Evinizde bisküvi, cips, şekerli ve gazlı içecekler gibi abur cuburları bulundurmayın. Çünkü varlıklarının dahi farkında olmak, yeme isteği duymanıza neden olabilir. Bunun yerine meyve, yulaflı atıştırmalıklar, tuzsuz ve yağsız yapılmış patlamış mısır gibi atıştırmalıkları tercih edin.

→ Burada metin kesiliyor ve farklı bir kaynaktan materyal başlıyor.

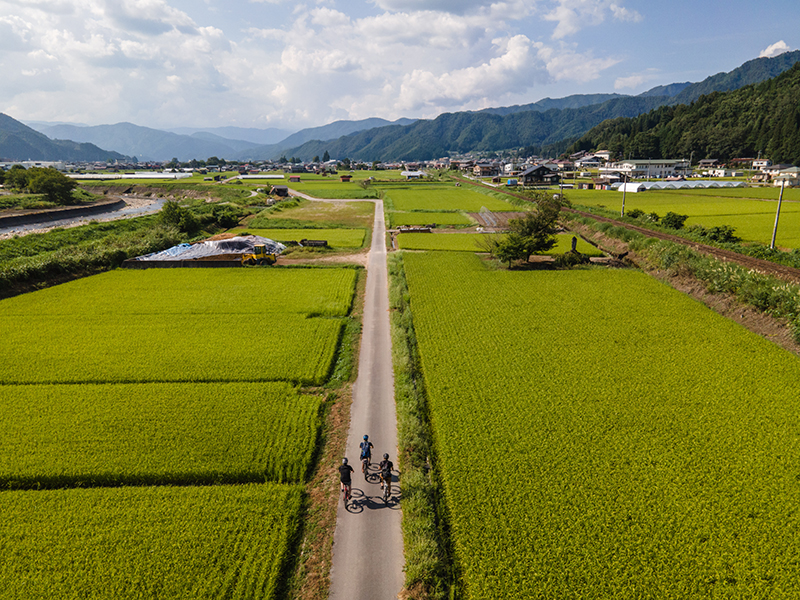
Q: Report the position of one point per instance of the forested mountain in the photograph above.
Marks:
(761, 118)
(20, 142)
(146, 143)
(331, 131)
(455, 133)
(545, 104)
(753, 71)
(538, 131)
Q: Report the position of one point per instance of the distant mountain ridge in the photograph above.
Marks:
(559, 123)
(549, 132)
(757, 119)
(20, 142)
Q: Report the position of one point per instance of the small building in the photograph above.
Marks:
(538, 174)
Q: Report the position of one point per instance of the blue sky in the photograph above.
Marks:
(276, 63)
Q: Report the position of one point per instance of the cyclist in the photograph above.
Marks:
(344, 477)
(366, 453)
(386, 467)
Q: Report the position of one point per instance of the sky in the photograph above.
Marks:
(295, 64)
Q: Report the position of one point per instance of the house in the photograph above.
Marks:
(538, 174)
(762, 163)
(486, 170)
(789, 177)
(657, 168)
(604, 155)
(588, 162)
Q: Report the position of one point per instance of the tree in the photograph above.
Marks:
(56, 187)
(531, 234)
(17, 177)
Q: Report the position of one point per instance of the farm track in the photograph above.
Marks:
(762, 266)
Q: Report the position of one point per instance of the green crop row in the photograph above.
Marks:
(750, 211)
(443, 198)
(425, 218)
(336, 238)
(149, 434)
(246, 292)
(148, 543)
(162, 348)
(471, 242)
(599, 435)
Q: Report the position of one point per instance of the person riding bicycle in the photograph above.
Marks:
(366, 449)
(386, 467)
(344, 474)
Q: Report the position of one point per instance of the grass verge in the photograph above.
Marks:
(427, 561)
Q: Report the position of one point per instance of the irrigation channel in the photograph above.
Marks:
(368, 542)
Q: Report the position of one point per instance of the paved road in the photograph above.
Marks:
(368, 544)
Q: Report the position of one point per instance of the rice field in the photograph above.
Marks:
(244, 292)
(750, 210)
(424, 218)
(600, 435)
(148, 542)
(440, 198)
(155, 434)
(146, 395)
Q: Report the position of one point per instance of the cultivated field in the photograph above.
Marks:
(154, 434)
(441, 198)
(750, 210)
(158, 399)
(147, 542)
(600, 435)
(424, 218)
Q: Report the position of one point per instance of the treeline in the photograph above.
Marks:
(762, 118)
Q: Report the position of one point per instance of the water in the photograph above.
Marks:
(115, 215)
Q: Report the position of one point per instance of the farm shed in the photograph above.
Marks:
(213, 250)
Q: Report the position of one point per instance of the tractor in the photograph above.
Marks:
(259, 256)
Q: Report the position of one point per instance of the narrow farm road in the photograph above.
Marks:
(368, 544)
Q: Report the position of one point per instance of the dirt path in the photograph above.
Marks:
(368, 543)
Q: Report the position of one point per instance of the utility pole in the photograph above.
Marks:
(624, 183)
(778, 214)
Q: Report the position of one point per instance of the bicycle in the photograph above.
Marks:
(346, 493)
(387, 488)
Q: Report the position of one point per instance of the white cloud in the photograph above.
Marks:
(775, 49)
(149, 62)
(573, 15)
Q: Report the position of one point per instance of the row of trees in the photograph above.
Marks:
(531, 234)
(50, 183)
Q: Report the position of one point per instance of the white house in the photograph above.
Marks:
(657, 168)
(762, 163)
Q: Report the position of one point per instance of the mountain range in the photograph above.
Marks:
(20, 142)
(756, 119)
(547, 126)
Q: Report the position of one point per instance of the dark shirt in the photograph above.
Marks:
(366, 449)
(344, 473)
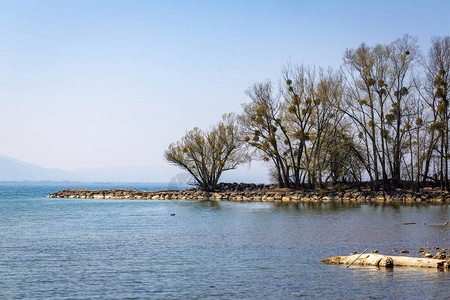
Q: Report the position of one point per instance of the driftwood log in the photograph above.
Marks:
(378, 260)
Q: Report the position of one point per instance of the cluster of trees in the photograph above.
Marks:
(382, 117)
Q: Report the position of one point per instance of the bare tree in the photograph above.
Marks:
(206, 155)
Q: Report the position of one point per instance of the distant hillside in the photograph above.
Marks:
(12, 169)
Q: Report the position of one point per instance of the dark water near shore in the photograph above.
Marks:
(116, 249)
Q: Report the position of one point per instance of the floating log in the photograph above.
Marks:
(378, 260)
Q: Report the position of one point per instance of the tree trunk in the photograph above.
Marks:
(378, 260)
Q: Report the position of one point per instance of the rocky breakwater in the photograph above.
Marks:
(266, 193)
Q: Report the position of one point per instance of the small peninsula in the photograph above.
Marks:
(248, 192)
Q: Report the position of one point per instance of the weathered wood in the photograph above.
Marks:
(379, 260)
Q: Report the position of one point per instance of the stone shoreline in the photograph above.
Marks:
(266, 195)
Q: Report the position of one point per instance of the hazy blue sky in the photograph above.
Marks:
(105, 83)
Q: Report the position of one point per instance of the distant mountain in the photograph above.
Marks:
(12, 169)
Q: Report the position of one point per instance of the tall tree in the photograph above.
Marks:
(206, 155)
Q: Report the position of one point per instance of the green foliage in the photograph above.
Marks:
(370, 81)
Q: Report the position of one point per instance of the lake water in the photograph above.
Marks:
(117, 249)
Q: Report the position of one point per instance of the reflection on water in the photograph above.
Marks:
(81, 248)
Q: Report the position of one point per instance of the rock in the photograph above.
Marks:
(427, 254)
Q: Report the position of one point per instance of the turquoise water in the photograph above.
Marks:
(117, 249)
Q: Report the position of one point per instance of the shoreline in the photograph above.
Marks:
(266, 195)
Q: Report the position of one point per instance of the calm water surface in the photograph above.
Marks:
(116, 249)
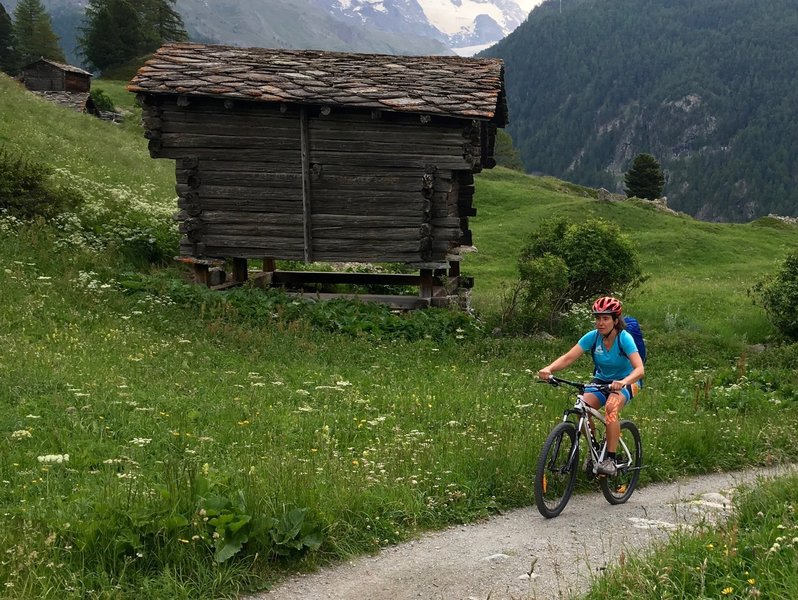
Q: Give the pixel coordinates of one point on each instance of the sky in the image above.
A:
(528, 5)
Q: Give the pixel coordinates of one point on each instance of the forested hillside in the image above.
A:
(707, 87)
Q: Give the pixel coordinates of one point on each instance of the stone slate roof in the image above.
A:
(437, 85)
(62, 66)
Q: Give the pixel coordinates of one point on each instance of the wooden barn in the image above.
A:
(46, 75)
(323, 157)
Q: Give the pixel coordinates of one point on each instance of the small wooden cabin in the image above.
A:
(46, 75)
(323, 156)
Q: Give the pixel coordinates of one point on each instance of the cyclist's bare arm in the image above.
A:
(561, 363)
(638, 371)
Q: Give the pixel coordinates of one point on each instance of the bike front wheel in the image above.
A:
(629, 458)
(555, 474)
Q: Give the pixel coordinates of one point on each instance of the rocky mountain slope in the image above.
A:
(381, 26)
(706, 87)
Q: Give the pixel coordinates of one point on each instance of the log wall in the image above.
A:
(264, 180)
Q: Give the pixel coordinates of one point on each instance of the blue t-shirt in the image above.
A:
(612, 364)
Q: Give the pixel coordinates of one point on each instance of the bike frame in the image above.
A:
(583, 412)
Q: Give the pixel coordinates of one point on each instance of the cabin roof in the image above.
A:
(451, 86)
(62, 66)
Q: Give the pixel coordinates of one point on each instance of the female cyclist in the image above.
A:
(617, 364)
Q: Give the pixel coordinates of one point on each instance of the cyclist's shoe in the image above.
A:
(607, 467)
(587, 467)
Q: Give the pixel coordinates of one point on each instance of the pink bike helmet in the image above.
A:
(607, 305)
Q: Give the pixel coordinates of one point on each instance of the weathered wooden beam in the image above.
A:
(307, 215)
(336, 277)
(240, 272)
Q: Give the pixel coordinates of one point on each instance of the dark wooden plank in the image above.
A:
(307, 193)
(367, 256)
(354, 247)
(334, 277)
(407, 146)
(417, 160)
(193, 140)
(227, 154)
(287, 131)
(393, 301)
(386, 234)
(243, 179)
(261, 230)
(279, 252)
(322, 194)
(277, 204)
(359, 221)
(243, 193)
(255, 218)
(245, 166)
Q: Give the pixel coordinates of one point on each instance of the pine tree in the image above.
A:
(163, 22)
(117, 31)
(33, 33)
(8, 55)
(112, 33)
(645, 179)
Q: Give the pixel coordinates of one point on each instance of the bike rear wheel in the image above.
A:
(629, 458)
(555, 474)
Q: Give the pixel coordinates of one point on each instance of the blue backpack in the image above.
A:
(633, 327)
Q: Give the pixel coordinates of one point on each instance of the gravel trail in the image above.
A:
(492, 560)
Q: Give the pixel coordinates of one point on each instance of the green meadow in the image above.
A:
(162, 441)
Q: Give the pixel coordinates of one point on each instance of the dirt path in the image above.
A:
(492, 560)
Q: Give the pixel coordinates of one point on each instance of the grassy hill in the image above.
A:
(158, 441)
(703, 86)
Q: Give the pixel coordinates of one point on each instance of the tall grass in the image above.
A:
(753, 555)
(155, 443)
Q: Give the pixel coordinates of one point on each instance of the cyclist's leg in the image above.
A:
(594, 399)
(612, 413)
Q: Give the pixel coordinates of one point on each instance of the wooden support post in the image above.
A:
(425, 289)
(304, 134)
(240, 273)
(200, 273)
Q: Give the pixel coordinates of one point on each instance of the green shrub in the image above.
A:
(565, 263)
(102, 100)
(27, 189)
(779, 297)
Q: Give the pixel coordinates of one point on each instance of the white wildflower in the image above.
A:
(53, 458)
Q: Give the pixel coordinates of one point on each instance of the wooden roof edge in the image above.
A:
(63, 66)
(499, 117)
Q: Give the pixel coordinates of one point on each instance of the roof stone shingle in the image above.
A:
(62, 66)
(444, 85)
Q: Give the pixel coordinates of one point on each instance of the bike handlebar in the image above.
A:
(556, 381)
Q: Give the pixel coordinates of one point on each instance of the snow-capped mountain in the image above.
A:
(383, 26)
(466, 26)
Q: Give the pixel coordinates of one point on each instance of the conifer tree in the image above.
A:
(117, 31)
(112, 33)
(8, 56)
(645, 179)
(33, 33)
(163, 22)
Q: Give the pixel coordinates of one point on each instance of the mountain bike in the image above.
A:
(558, 464)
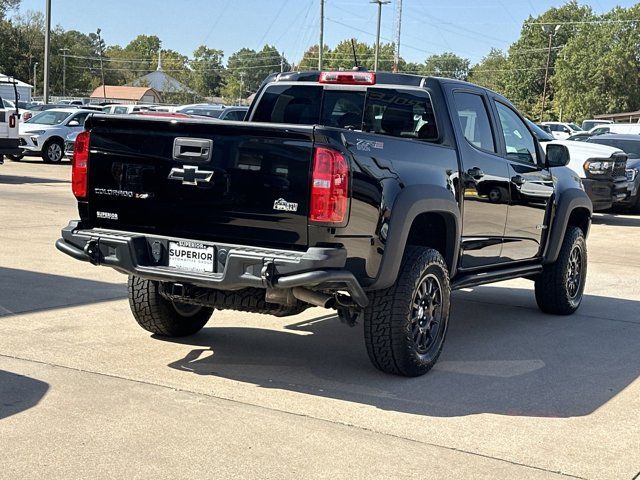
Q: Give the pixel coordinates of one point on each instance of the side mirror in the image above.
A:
(557, 155)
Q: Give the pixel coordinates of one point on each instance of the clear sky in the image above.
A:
(467, 27)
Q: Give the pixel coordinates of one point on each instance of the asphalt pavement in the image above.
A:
(86, 393)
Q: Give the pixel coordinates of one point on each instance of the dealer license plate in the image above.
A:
(191, 256)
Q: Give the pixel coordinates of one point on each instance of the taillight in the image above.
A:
(329, 187)
(348, 78)
(80, 164)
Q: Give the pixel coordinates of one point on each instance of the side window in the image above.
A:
(80, 118)
(400, 113)
(474, 120)
(518, 140)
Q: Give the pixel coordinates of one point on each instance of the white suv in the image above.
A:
(45, 133)
(562, 131)
(8, 131)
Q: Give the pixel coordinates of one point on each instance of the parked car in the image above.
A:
(630, 144)
(234, 113)
(211, 111)
(9, 139)
(580, 137)
(364, 192)
(562, 131)
(125, 109)
(622, 128)
(45, 133)
(589, 124)
(601, 169)
(42, 107)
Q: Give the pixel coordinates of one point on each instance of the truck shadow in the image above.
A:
(623, 220)
(502, 356)
(19, 393)
(25, 291)
(22, 180)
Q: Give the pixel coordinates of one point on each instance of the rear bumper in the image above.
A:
(235, 266)
(606, 192)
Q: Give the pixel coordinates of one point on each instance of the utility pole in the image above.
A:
(380, 3)
(47, 48)
(64, 71)
(104, 87)
(35, 77)
(241, 88)
(398, 29)
(321, 45)
(551, 31)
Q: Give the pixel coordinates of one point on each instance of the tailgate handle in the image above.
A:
(192, 149)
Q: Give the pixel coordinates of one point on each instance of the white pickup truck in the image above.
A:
(9, 135)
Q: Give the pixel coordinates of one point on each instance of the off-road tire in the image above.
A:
(46, 154)
(553, 290)
(388, 326)
(160, 316)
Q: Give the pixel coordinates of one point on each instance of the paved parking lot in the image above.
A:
(85, 393)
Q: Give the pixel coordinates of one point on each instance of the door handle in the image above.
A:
(518, 180)
(475, 172)
(192, 149)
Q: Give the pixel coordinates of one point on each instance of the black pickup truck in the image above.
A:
(372, 193)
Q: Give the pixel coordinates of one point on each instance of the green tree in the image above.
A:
(207, 71)
(448, 65)
(598, 71)
(246, 69)
(524, 83)
(490, 72)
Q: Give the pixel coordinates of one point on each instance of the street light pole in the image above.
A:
(35, 77)
(380, 3)
(104, 87)
(64, 71)
(321, 45)
(551, 31)
(47, 48)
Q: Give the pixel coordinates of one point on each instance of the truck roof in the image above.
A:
(384, 78)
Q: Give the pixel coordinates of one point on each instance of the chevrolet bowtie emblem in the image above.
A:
(189, 175)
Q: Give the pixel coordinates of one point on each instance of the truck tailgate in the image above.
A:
(157, 176)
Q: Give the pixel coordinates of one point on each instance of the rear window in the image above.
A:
(630, 147)
(384, 111)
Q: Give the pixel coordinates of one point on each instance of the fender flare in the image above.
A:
(411, 202)
(568, 201)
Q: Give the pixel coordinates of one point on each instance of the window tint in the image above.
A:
(297, 104)
(630, 147)
(343, 109)
(400, 113)
(235, 115)
(80, 118)
(474, 120)
(518, 140)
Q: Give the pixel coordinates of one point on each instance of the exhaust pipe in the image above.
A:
(314, 298)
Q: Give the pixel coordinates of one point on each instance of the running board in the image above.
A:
(482, 278)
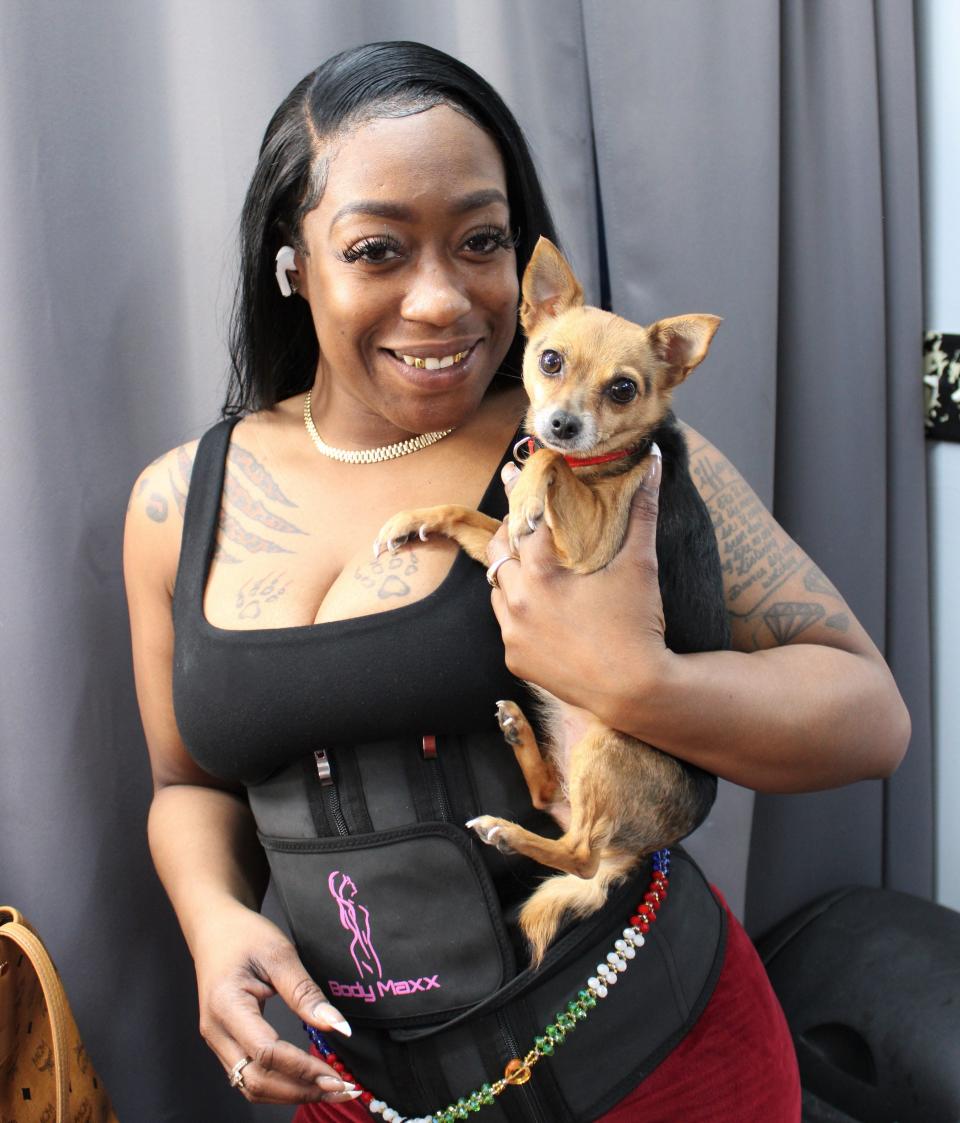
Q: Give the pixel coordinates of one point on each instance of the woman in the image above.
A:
(303, 684)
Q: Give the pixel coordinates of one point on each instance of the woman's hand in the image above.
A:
(572, 633)
(243, 959)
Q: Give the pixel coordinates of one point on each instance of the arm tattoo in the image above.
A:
(387, 576)
(758, 562)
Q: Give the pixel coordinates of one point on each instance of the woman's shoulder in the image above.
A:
(155, 510)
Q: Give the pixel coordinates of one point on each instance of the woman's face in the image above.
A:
(410, 254)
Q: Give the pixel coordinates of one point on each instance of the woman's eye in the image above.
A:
(623, 390)
(551, 362)
(373, 250)
(488, 240)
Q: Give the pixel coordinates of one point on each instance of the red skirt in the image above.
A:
(738, 1061)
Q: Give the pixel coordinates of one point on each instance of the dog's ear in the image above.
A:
(682, 341)
(549, 285)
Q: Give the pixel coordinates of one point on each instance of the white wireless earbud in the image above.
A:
(285, 262)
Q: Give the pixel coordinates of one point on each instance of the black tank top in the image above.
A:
(250, 702)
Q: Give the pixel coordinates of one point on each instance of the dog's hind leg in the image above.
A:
(539, 773)
(466, 527)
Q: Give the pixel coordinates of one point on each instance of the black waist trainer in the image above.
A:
(404, 919)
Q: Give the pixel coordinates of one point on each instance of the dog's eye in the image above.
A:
(623, 390)
(551, 362)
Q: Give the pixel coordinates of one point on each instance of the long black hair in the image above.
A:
(273, 346)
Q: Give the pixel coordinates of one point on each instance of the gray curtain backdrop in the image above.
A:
(756, 160)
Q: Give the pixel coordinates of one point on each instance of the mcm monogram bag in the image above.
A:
(45, 1074)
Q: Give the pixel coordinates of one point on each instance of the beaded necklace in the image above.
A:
(519, 1070)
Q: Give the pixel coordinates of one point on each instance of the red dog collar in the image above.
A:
(527, 446)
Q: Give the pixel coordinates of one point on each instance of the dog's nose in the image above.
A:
(564, 426)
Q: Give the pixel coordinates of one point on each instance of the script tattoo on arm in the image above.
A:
(775, 593)
(387, 575)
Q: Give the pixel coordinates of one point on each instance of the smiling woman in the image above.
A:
(325, 717)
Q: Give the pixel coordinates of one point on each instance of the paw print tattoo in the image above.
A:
(386, 575)
(257, 592)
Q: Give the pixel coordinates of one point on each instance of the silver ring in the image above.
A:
(491, 574)
(237, 1073)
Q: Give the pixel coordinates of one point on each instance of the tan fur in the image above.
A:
(616, 797)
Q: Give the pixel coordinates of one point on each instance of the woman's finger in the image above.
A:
(276, 1070)
(640, 541)
(263, 1085)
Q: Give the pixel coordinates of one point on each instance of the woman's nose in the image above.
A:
(435, 295)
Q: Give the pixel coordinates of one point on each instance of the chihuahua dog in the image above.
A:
(600, 392)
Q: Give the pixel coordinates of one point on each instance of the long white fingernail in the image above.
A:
(651, 481)
(326, 1013)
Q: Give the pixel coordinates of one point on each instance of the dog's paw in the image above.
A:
(523, 519)
(511, 721)
(491, 830)
(398, 531)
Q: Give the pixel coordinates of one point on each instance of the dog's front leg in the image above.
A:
(466, 527)
(549, 490)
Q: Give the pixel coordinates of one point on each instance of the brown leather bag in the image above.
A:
(45, 1074)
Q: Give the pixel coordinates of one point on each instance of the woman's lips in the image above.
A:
(437, 371)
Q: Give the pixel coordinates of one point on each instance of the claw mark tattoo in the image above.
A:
(757, 562)
(256, 473)
(257, 592)
(241, 500)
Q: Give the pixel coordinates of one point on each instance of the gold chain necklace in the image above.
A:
(367, 455)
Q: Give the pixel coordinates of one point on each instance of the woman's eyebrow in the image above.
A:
(401, 212)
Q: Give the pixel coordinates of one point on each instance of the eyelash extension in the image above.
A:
(503, 239)
(365, 245)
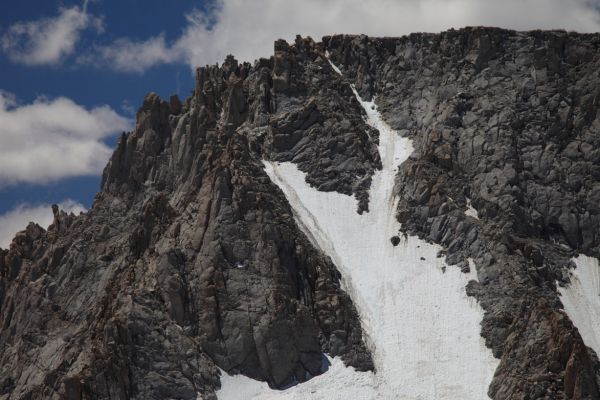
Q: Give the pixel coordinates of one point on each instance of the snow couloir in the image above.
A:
(422, 328)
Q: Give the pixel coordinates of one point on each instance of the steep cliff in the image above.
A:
(191, 258)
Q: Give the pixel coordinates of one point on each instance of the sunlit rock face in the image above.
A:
(352, 218)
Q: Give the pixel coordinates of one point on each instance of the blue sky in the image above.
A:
(73, 72)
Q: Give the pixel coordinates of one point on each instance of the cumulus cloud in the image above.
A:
(248, 30)
(17, 219)
(48, 40)
(52, 139)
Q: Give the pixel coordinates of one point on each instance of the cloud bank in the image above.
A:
(52, 139)
(47, 41)
(248, 29)
(17, 219)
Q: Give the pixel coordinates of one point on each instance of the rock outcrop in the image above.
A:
(190, 259)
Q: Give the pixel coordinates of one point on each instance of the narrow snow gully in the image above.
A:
(422, 328)
(581, 299)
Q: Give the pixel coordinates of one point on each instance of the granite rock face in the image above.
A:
(190, 259)
(508, 122)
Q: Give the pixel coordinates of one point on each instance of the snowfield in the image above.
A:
(581, 300)
(422, 329)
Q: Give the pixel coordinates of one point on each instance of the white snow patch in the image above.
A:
(581, 300)
(335, 68)
(422, 328)
(470, 211)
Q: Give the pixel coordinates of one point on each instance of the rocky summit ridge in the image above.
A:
(190, 259)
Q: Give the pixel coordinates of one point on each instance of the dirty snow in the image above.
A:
(422, 328)
(581, 300)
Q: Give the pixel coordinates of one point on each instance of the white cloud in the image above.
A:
(52, 139)
(19, 217)
(48, 40)
(248, 30)
(131, 56)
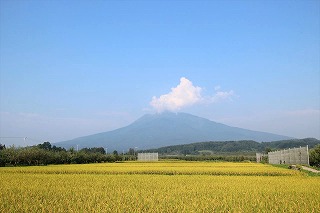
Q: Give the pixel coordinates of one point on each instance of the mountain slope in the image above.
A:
(157, 130)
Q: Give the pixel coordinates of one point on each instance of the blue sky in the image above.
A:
(73, 68)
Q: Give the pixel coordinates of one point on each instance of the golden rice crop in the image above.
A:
(86, 188)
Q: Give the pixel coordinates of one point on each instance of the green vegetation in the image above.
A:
(164, 186)
(238, 148)
(314, 156)
(44, 154)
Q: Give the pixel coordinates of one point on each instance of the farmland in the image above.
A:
(158, 187)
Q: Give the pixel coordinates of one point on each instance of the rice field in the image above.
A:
(158, 187)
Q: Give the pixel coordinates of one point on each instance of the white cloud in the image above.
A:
(186, 94)
(221, 95)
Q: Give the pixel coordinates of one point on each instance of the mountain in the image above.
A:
(164, 129)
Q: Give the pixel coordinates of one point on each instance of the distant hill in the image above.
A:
(158, 130)
(215, 147)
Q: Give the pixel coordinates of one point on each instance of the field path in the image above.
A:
(310, 169)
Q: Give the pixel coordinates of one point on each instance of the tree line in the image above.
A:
(45, 153)
(240, 147)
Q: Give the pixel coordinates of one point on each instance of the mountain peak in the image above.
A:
(168, 128)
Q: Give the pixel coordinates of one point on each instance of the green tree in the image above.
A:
(314, 155)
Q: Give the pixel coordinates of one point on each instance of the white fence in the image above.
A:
(290, 156)
(147, 156)
(260, 157)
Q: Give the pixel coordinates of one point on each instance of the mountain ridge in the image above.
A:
(165, 129)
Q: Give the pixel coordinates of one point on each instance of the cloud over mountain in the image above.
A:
(186, 94)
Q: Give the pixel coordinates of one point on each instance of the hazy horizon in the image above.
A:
(75, 68)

Glisemik İndeksi Yüksek Besinleri Azaltın

Glisemik indeksi yüksek olan gıdalar, kan şekerini hızlı bir şekilde yükseltir. Beyaz patates ve ekmek gibi yüksek glisemik indekse sahip yiyecekler yemek -özellikle tek başına yenildiğinde- kan şekerinde bir artışa ve ardından hızlı bir düşüşe neden olur. Bu durum ise aç hissetmenize ve daha fazla yemek istemenize yol açar. Beyaz ekmek yerine tam tahıllı ekmek, pirinç yerine bulgur gibi glisemik indeksi düşük, lif içeriği yüksek besinler tüketebilirsiniz.

Alışveriş Listesi Yapın

Haftalık menünüzü planlayın ve bir alışveriş listesi hazırlayın. Markete ne alacağınızı önceden bilerek gitmek; size zaman kazandıracak, yiyecek israfını azaltacak ve çekici görünen ama ihtiyacınız olmayan ürünleri satın almanızı engelleyecektir. Listenize bağlı kalmak için aç veya yorgunken alışveriş yapmaktan kaçının. Çünkü böyle zamanlarda daha fazla yiyecek almaya meyilli olabilirsiniz.

Egzersizi İhmal Etmeyin

Antrenmanlar, yapılacaklar listenizde üstesinden gelmek için kendinizi zorlamanız gereken bir şey olmak zorunda değil. Aslında, antrenmanlarınızı sizin için daha eğlenceli olacak şekilde şekillendirebilirsiniz. Özellikle egzersiz yapmakta zorlanıyorsanız, arkadaşlarınıza kahve içmeyi önermek yerine birlikte yürüyüşe çıkmayı önerebilirsiniz. Tek başına spor salonuna gitmek istemiyorsanız; eşinizle ya da iş yerinden arkadaşlarınızla, spor salonuna gitmeye başlayabilirsiniz. Egzersizi daha fazla sosyal bağlantıyla birleştirmek hem daha mutlu hissetmenize hem de egzersiz planlarınız için daha sorumlu hissetmenize neden olabilir.